The 2026 State Budget proposal also includes the following measures:

  • Special contributions. Continuation of the main extraordinary special contributions, namely:

- Contribution to the audiovisual sector;
- Contribution in the banking sector;
- Contribution in the pharmaceutical industry;
- Extraordinary contribution by suppliers to the medical devices industry of the National Health Service; and
- Extraordinary contribution in the energy sector (CESE).

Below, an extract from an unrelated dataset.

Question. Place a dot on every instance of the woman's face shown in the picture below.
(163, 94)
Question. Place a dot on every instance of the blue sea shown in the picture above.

  • Solidarity surcharge in the banking sector. Repeal of the solidarity surcharge on the banking sector, following its declaration of unconstitutionality by the Constitutional Court.
  • Contribution to the audiovisual sector. No adjustment of the contribution to the audiovisual sector in 2026.
  • Extraordinary Contribution in the energy sector. Companies operating in transportation, distribution, or underground storage of natural gas will no longer be subject to this contribution, in accordance with the unconstitutionality rulings by the Constitutional Court. Assets dedicated to the operation of electricity transmission and distribution networks, acquired from 1 January 2026, in new condition, constructed, or expanded will be excluded from the CESE tax base.

ACESSORY OBLIGATIONS

The 2026 State Budget proposal also includes the following measures:

  • Inventory. Taxpayers will be exempt from the obligation to value inventories when fulfilling the reporting requirement under Article 3.º-A of Decree-Law No. 198/2012:

i. For the taxable period starting on or after January 1, 2025; and
ii. For taxpayers not required to maintain a permanent inventory, for the taxable period starting on or after January 1, 2026.

  • SAF-T. Submission of the SAF-T (PT) accounting file, as defined by Ordinance No. 31/2019, will apply to the 2027 and subsequent periods, to be submitted in 2028 or later periods.
  • Invoices. Until December 31, 2026, invoices in PDF format will be accepted and electronic invoices for all purposes established in tax legislation.